The party hopes to secure support for its proposal, but will otherwise seek to amend the SNP’s Child Poverty Bill.
It suggested Holyrood’s new social security powers could be used to boost child benefit.
This would lift around 30,000 children in Scotland out of poverty by 2020, with a total of 19,900 families in Aberdeen better off.
Across the Highlands and north-east as a whole, some 93,895 households would benefit, according to the analysis.
North East MSP Lewis Macdonald said the planned £240 increase would be reached gradually by the turn of the decade.
Under the proposal, it would rise by £13 a month in 2018, increasing to £20 a month more in 2020.
Mr Macdonald said: “The SNP’s Child Poverty Bill – now in the Scottish Parliament – should include Labour’s plan to top up child benefit for more than 93,000 families in the north and north-east of Scotland.
“If the nationalists won’t do it, we will seek to amend the law ourselves.
“Labour’s plan would mean starting to reverse the fall in the value of child benefit that families have seen over the past five years.
“And it would send a strong message, that Scotland will not allow hard-working families in the north and north-east to bear the brunt of the Tories’ hard Brexit.”
A spokesman for Angela Constance, cabinet secretary for communities, social security and equalities, argued the Scottish Government was taking “clear action” in the face of “brutal Tory austerity” by protecting people’s incomes.

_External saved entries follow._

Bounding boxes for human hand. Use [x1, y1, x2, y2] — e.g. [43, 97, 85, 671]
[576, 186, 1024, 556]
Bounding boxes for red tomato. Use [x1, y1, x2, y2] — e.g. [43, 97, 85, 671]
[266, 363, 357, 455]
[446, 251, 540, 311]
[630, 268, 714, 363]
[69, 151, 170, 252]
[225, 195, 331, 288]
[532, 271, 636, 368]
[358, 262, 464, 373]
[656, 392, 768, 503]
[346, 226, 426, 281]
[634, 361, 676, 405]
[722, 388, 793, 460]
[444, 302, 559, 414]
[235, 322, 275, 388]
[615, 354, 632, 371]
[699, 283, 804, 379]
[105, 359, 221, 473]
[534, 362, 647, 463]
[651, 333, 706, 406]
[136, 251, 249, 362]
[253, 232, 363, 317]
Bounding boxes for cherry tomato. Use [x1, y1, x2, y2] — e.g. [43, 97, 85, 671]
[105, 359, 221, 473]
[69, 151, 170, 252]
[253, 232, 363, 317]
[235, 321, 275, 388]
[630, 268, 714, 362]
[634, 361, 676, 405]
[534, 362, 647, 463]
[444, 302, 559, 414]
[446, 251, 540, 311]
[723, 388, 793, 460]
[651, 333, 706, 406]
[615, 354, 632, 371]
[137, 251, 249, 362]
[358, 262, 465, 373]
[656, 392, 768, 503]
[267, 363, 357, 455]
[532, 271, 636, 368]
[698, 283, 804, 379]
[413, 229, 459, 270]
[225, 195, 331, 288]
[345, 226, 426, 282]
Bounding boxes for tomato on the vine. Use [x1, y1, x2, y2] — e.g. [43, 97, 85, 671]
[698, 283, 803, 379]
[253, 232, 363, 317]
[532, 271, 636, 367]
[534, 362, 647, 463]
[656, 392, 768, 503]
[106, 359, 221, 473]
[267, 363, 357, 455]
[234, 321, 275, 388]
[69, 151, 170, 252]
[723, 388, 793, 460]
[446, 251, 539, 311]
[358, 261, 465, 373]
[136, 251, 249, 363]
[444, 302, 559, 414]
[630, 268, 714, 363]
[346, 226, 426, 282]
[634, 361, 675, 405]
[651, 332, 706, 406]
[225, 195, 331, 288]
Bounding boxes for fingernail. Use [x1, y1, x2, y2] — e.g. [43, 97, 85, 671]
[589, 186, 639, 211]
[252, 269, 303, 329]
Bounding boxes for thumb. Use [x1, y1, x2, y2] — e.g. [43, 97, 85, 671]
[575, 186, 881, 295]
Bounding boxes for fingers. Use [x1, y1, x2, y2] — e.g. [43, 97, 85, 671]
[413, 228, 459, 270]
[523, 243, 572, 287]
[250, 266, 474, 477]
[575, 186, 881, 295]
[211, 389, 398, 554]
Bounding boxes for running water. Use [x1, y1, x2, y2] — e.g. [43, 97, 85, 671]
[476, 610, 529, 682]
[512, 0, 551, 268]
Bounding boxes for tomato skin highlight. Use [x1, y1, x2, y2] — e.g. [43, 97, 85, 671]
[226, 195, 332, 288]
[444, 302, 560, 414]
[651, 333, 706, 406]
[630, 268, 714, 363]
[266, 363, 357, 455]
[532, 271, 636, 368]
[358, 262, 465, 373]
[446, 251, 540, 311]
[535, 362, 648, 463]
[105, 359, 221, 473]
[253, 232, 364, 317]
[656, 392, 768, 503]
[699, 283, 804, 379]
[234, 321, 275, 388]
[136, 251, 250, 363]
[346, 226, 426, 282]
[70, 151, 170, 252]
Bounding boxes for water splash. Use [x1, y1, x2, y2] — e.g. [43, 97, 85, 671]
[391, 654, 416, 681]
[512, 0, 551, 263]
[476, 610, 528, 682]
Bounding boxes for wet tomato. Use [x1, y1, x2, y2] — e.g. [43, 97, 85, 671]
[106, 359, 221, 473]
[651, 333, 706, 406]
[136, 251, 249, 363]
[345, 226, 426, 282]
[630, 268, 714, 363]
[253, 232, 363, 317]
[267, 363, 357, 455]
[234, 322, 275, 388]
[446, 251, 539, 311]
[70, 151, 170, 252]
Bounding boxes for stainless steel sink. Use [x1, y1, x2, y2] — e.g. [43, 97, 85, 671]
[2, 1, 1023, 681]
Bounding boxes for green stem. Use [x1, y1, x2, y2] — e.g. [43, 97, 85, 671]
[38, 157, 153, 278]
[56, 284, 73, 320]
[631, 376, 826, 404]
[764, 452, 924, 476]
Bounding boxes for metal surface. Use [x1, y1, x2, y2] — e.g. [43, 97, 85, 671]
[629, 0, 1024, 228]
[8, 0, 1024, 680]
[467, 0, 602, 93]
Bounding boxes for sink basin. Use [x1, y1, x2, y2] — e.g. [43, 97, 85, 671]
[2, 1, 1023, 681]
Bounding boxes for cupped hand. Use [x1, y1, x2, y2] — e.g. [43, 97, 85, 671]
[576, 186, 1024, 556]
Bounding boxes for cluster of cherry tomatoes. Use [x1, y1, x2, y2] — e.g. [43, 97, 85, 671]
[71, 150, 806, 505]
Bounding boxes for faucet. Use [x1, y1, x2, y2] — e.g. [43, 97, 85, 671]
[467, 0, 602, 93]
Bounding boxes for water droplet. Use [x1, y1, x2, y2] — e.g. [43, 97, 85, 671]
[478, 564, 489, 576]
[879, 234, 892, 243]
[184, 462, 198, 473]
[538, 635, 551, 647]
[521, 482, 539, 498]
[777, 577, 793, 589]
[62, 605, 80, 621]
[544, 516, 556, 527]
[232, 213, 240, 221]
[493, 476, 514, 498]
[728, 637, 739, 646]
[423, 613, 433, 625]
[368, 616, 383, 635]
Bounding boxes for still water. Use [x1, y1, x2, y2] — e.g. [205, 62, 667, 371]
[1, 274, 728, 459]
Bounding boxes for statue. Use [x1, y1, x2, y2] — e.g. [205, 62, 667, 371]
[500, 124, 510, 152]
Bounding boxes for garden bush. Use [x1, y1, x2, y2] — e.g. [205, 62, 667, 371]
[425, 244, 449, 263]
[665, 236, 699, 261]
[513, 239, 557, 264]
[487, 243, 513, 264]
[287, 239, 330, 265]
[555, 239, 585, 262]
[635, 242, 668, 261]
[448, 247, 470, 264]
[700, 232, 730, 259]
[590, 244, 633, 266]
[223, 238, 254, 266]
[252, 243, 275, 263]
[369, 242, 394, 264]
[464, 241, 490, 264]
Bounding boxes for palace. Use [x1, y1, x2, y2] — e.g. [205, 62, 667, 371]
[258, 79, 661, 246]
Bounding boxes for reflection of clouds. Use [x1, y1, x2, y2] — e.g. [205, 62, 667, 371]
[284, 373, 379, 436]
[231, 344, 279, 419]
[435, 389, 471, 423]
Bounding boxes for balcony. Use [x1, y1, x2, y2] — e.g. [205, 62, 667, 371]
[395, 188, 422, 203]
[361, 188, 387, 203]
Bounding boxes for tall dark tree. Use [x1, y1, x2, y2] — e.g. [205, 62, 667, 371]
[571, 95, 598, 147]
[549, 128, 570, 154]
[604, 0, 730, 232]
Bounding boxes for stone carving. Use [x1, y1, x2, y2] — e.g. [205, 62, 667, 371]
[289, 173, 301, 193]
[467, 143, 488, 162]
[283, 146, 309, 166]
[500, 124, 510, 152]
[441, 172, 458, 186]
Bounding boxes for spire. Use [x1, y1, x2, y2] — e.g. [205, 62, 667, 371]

She added: “These Labour plans are being used as cover for the fact they would pay for it by taking hundreds of pounds from families on low incomes through their hike in the basic rate of income tax.
“Labour need to start being honest with people about their two-faced plans which – far from leaving families better off – would in most cases leave them seriously out of pocket.”
A spokesman for the Scottish Conservatives said Labour’s “desperate bid to link Brexit to child benefit” was “nothing short of incredible”.